Newsletter tematica di ANCI Emilia Romagna

NOTIZIE DA ANCI EMILIA ROMAGNA

  • Nota relativa alla riduzione TARI per devoluzione generi alimentari

    09/07/2015 - Nota ANCI Emilia-Romagna: Riduzione TARI per devoluzione generi alimentari.  Proposta di modifiche al regolamento TARI al fine di prevedere un’agevolazione per i soggetti che donano le proprie merci per finalità sociali

    In allegato il testo completo.

     

NOTIZIE DA IFEL

GIURISPRUDENZA

Cass. civ. Sez. V, Sent., 07-08-2015, n. 16610

Processo tributario – L’impugnazione dell’atto sana I vizi di notifica sia in caso di nullità che inesistenza della notifica -   “Non v'è, invero, alcuna ragione per discostarsi dal consolidato principio di questa Corte, secondo cui 'la notificazione è una mera condizione di efficacia e non un elemento dell'atto di imposizione fiscale, sicché la sua nullità è sanata, a norma dell'art 156 c.p.c., comma 2, per effetto del raggiungimento dello scopo, il quale, postulando che alla notifica invalida sia comunque seguita la conoscenza dell'atto da parte del destinatario, può desumersi anche dalla tempestiva impugnazione, ad opera di quest'ultimo, dell'atto invalidamente notificato" (Cass. 5057/2015); nè a diversa conclusione può giungersi ipotizzando una inesistenza della notifica (…);  al riguardo, proprio con riferimento alla supposta inesistenza, è stato condivisibilmente precisato che, costituendo (come detto) la notificazione dell'atto amministrativo d'imposizione tributaria una condizione integrativa dell'efficacia della decisione assunta dall'Ufficio finanziario e non un requisito di giuridica esistenza e perfezionamento dell'atto, sia il vizio di nullità della notifica sia quello di inesistenza della stessa sono irrilevanti, ove l'atto, come desumibile nel caso di specie dalla proposta rituale impugnazione, abbia raggiunto Io scopo " (Cass. 654/2014; Cass. 13852/2010).

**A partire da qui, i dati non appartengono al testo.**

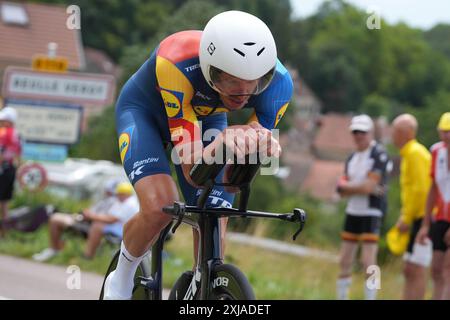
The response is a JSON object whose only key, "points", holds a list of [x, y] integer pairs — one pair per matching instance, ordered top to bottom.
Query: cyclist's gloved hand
{"points": [[241, 140]]}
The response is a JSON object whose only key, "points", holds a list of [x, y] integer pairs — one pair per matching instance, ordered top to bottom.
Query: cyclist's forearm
{"points": [[366, 187]]}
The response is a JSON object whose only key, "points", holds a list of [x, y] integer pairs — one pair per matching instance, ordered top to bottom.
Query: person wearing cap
{"points": [[10, 151], [363, 184], [414, 185], [105, 217], [437, 226]]}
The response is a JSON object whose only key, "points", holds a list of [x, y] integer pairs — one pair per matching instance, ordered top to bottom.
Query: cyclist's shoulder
{"points": [[180, 46], [282, 76], [281, 87]]}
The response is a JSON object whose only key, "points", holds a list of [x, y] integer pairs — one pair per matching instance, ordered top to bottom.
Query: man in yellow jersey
{"points": [[414, 183], [436, 222]]}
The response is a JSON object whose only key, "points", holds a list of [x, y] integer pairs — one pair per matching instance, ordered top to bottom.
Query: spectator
{"points": [[10, 151], [415, 183], [364, 185], [439, 201], [106, 217]]}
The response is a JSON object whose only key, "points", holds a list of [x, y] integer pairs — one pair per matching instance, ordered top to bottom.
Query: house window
{"points": [[13, 13]]}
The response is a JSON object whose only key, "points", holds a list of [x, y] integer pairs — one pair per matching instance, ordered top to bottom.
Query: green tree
{"points": [[439, 38], [429, 114], [100, 140]]}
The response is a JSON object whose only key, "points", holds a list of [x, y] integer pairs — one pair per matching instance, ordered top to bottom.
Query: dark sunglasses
{"points": [[358, 132]]}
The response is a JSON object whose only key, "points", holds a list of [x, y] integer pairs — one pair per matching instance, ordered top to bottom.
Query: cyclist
{"points": [[181, 94], [414, 182], [363, 183], [439, 199]]}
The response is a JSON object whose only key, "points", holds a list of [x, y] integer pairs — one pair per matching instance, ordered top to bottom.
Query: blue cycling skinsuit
{"points": [[169, 94]]}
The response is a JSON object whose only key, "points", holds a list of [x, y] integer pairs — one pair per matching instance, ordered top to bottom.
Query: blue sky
{"points": [[422, 14]]}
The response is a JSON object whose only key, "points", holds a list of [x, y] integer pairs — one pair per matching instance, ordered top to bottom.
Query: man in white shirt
{"points": [[363, 184]]}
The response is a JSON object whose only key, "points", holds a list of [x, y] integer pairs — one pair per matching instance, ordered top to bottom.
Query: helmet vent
{"points": [[260, 51], [240, 52]]}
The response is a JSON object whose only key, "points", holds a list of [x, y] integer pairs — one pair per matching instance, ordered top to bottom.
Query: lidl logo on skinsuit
{"points": [[172, 103], [280, 114], [124, 144]]}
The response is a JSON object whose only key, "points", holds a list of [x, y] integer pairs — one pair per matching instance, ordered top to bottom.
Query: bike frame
{"points": [[206, 222]]}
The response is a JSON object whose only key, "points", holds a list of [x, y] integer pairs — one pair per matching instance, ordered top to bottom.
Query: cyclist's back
{"points": [[183, 91]]}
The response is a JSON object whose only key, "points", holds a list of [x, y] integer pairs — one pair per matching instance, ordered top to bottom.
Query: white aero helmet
{"points": [[241, 45]]}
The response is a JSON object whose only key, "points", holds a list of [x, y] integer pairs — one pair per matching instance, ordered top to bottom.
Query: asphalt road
{"points": [[29, 280]]}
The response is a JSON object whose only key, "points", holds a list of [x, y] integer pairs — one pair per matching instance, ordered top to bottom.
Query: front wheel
{"points": [[229, 283], [139, 292]]}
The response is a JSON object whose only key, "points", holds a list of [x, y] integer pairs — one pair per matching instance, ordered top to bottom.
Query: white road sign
{"points": [[77, 88], [47, 123]]}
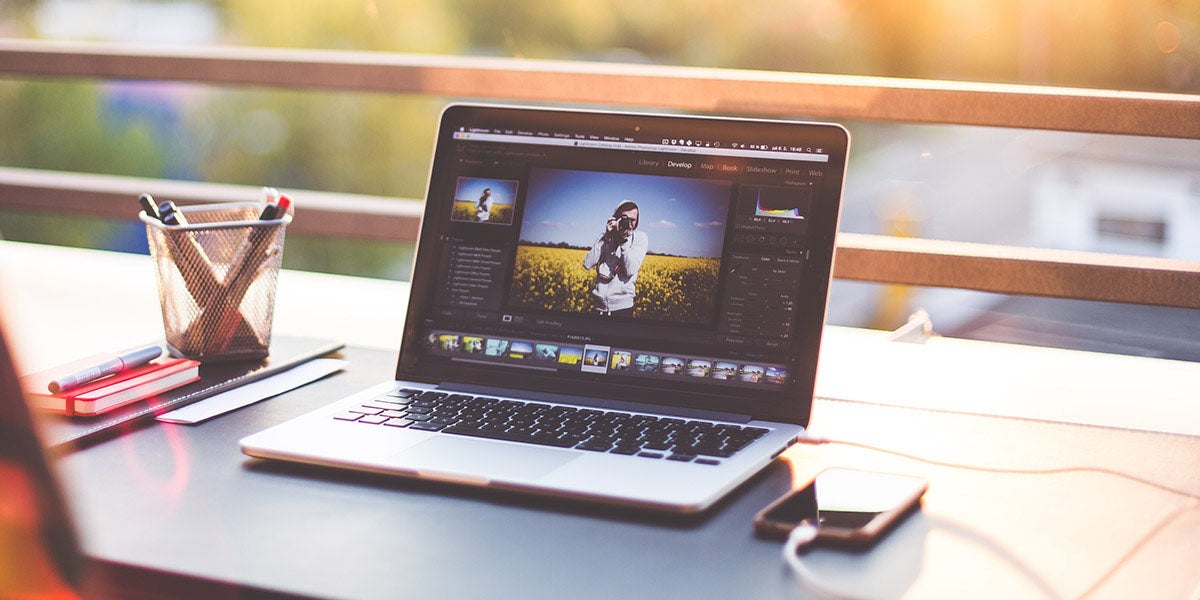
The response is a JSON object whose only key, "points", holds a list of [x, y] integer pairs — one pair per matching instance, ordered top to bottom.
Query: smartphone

Cass. civ. Sez. Unite, Ord., 21-07-2015, n. 15201

Rendita catastale – Impugnazione da parte del Comune – Giudice competente è il Giudice tributario e non quello amministrativo, diversamente da quanto statuito da Cass. civ. Sez. Unite, Ord., 19-01-2010, n. 675 –  “Alla luce del dettato del D.Lgs. n. 546 del 1992, art. 2, comma 2, prevedente la giurisdizione del giudice tributario sulle controversie concernenti - tra l'altro - la consistenza, il classamento delle singole unità immobiliari urbane e l'attribuzione della rendita catastale, ed escluso che l'inciso "promosse dai singoli possessori" sia idoneo a condizionare i limiti della giurisdizione riconosciuta al suddetto giudice, deve essere dichiarata la giurisdizione del giudice tributario anche nelle ipotesi in cui, come nella specie, la rendita o l'atto di classamento siano impugnate dal Comune e non (o non solo) dal contribuente."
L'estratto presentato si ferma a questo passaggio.